After the Bautista homer, Tillman settled in and did not allow another hit until the fifth when the Jays strung three knocks together to score the tying run and chase the Baltimore starter from the game.
With one out, Michael Saunders sprayed a double down the left field line. Kevin Pillar then lined a ball toward the right field corner. Saunders had to hold to see if right fielder Michael Bourn would come up with the catch but when the ball caromed off the wall for a double, Saunders could only advance one base. Ezequiel Carrera followed with an RBI single, leaving runners at first and third with one out.
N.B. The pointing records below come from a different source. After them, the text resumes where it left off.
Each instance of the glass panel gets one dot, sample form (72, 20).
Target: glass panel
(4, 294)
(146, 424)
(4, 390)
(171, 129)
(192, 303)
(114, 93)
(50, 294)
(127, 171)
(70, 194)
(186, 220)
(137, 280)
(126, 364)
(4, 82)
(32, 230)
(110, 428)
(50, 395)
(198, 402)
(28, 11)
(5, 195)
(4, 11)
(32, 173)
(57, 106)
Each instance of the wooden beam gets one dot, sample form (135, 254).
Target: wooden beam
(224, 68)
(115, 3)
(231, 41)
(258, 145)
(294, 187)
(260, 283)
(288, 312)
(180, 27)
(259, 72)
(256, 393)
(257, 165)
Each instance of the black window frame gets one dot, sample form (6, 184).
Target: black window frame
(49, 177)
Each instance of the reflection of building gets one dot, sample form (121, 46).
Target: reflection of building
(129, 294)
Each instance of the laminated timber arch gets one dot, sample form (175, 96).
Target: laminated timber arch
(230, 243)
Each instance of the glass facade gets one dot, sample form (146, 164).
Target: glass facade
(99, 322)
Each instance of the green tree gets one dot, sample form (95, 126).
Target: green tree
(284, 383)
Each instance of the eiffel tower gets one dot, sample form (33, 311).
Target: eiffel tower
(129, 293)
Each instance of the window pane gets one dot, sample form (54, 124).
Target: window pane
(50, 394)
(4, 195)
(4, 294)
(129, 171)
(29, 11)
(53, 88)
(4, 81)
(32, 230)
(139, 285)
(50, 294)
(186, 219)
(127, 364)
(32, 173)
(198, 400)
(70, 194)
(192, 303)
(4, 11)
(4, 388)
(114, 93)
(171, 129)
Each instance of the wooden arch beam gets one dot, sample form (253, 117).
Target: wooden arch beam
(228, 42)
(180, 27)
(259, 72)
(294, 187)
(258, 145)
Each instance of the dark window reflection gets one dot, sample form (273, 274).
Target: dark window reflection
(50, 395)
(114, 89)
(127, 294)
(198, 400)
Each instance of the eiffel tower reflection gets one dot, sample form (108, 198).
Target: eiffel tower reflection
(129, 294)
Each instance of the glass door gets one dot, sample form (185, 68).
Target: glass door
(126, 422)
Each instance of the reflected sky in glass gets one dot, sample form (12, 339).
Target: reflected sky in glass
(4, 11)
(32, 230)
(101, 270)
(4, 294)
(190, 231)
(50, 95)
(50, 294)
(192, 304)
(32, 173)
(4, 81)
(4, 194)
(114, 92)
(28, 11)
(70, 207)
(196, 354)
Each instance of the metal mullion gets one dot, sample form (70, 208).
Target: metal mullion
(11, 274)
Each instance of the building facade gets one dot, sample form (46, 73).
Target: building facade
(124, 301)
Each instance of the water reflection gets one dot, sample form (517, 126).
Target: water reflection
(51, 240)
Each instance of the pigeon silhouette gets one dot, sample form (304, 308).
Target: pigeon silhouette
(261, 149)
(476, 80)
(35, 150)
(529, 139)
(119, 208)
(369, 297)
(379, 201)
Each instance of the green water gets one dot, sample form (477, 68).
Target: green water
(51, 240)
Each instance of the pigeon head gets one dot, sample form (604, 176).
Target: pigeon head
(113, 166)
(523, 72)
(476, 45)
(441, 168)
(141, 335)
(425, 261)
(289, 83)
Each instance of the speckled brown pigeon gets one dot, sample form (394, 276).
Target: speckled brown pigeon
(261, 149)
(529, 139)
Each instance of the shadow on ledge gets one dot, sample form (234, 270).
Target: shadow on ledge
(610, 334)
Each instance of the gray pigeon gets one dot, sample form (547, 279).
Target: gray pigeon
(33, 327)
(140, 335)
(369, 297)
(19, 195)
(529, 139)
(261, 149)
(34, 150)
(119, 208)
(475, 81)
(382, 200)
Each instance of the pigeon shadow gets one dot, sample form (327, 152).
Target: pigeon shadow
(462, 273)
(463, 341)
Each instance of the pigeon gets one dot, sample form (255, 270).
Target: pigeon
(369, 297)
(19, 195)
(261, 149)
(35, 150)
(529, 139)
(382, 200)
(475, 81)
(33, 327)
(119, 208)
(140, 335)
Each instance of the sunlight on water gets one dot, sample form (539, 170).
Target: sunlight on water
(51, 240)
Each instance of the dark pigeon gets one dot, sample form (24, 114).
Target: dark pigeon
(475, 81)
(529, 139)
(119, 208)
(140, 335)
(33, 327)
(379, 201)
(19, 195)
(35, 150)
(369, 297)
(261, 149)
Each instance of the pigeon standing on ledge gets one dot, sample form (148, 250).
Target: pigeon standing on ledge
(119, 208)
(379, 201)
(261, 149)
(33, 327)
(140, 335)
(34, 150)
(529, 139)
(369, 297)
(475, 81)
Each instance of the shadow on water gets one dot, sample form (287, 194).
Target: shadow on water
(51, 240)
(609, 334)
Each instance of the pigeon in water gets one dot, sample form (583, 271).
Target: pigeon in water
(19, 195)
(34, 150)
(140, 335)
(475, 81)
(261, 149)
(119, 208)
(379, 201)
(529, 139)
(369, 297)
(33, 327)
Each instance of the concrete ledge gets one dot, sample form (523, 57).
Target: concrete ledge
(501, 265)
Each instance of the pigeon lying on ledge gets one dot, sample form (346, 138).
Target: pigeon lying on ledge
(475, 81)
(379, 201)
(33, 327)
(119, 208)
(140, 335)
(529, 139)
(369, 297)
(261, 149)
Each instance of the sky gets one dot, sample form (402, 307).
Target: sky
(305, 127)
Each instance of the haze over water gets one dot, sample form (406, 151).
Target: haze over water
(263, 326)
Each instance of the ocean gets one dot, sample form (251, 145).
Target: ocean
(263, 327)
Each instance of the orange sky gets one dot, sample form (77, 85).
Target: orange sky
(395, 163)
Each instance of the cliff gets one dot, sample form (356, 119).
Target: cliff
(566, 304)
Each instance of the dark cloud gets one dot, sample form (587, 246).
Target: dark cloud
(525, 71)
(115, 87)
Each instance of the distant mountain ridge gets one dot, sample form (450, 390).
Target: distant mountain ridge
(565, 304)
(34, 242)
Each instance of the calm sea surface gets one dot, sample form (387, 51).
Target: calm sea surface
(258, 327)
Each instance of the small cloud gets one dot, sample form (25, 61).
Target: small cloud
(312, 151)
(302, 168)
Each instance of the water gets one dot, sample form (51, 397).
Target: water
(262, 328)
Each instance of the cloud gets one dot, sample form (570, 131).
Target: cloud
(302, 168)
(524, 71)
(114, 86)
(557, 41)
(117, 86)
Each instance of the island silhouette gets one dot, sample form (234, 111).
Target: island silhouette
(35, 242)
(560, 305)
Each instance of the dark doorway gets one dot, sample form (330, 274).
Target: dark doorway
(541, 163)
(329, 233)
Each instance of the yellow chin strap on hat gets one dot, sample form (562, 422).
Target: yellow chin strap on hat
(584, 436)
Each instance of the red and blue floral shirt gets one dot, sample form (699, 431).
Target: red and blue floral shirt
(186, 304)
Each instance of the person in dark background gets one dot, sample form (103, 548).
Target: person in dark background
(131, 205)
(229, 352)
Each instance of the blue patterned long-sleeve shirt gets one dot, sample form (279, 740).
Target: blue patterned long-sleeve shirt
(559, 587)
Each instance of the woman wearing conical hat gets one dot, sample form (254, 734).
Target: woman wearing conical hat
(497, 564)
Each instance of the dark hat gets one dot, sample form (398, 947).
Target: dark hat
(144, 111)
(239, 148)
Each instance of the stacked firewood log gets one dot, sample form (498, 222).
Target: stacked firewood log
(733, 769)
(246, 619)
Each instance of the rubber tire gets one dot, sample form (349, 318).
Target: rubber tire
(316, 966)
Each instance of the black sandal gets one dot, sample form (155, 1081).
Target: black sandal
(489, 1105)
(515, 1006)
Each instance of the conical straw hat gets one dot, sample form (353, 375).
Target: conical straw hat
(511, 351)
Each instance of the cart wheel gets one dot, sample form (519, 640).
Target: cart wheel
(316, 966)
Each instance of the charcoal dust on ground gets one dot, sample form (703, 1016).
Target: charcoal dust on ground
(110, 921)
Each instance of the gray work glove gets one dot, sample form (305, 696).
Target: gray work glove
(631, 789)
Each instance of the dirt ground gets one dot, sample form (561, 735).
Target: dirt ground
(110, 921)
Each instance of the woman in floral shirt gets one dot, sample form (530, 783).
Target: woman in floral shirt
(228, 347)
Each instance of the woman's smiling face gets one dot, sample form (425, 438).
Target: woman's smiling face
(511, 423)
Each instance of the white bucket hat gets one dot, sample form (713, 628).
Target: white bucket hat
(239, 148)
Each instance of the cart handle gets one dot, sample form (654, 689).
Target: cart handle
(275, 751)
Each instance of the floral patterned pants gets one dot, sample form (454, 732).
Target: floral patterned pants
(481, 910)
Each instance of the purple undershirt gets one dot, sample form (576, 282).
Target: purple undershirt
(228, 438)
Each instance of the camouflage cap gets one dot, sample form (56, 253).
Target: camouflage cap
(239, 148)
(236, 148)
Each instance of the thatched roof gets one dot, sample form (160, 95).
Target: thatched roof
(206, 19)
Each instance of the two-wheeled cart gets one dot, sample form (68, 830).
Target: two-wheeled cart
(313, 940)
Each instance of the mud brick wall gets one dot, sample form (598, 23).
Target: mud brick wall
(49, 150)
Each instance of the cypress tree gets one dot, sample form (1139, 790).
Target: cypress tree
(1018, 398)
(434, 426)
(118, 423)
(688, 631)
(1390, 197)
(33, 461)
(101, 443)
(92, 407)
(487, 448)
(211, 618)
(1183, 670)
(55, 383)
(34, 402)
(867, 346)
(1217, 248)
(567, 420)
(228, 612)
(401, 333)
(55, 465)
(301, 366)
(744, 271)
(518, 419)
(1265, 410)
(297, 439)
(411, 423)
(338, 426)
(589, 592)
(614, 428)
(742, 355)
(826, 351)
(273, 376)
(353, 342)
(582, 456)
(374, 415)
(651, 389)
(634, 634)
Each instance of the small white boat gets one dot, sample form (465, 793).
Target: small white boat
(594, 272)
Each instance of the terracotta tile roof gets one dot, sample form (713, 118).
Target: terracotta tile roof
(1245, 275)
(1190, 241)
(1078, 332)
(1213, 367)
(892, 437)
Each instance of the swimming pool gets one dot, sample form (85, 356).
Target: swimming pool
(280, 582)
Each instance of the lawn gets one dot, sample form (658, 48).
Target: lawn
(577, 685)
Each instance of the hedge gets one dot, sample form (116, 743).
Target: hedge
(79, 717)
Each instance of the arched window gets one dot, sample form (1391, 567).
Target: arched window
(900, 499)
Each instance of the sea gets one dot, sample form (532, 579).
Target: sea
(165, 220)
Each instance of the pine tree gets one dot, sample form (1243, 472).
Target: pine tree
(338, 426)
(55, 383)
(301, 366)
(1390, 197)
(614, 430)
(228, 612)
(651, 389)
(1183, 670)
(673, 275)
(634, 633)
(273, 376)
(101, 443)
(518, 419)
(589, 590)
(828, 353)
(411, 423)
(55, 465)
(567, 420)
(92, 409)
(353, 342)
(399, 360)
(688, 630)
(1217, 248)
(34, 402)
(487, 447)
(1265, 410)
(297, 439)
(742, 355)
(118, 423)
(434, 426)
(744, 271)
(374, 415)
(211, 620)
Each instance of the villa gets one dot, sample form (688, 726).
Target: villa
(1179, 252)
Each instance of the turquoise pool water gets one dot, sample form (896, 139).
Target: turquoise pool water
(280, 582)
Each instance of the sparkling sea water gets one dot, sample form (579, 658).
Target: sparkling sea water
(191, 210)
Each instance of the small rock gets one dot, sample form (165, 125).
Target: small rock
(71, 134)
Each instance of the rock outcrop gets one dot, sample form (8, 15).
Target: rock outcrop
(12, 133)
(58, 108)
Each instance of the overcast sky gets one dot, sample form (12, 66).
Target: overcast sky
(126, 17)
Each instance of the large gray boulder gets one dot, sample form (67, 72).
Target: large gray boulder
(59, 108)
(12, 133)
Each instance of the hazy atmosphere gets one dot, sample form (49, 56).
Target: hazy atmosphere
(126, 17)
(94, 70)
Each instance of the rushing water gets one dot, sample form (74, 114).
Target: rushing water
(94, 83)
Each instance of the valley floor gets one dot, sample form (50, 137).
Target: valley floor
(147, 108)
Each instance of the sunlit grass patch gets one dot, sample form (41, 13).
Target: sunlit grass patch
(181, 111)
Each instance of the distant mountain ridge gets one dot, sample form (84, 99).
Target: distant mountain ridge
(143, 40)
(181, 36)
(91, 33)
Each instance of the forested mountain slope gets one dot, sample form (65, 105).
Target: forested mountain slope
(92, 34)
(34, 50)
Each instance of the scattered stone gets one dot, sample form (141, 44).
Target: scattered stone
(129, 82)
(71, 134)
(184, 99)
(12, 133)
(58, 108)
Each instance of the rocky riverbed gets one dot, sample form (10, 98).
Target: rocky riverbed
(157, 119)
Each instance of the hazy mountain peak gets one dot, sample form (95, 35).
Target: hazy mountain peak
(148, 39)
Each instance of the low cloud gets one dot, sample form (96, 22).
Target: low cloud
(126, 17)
Reliever Mychal Givens took the ball from Tillman, threw one pitch and got a 5-4-3 inning-ending double-play ball from Travis to keep the score tied at 2-2.
With Stroman out of the game in the seventh, Brett Cecil came on and induced a slow bouncer from the bat of Matt Wieters that Donaldson bare-handed and turned into a highlight reel play, nipping Wieters. Cecil walked Chris Davis, ending his stint. Joe Biagini picked up from Cecil and fanned Jonathan Schoop and Bourn to end the inning.
With two outs and nobody on in the seventh inning, pinch-hitter Melvin Upton hit a fly ball to the warning track in left. Just as Hyun Soo Kim caught the ball, a beer can was thrown from the stands by some moron, very nearly hitting the Orioles left fielder. Fortunately he made the catch and the can missed but it had the potential to be an embarrassing, ugly incident for the Blue Jays.
“I hope they find that guy and press charges,” said Jones. “That’s not part of baseball. Throw an octopus. Call me what you want. That’s fine but to put us in harms way that’s not part of baseball.”
The Toronto bullpen was brilliant. Cecil, Joe Biagini, Jason Grilli, Roberto Osuna (who had to leave the game in the 10th inning with an apparent injury) and Francisco Liriano combined to allow just one baserunner, that one on a walk by Cecil. After that walk, the Blue Jays pen retired 14 consecutive hitters.
“We were a little beat up out there (in the pen),” said Gibbons. “We came off a tough series at Fenway and used a lot of guys. This past month has been a grind, with a lot of close games. These guys are beat up and to step up like they did, that says a lot.”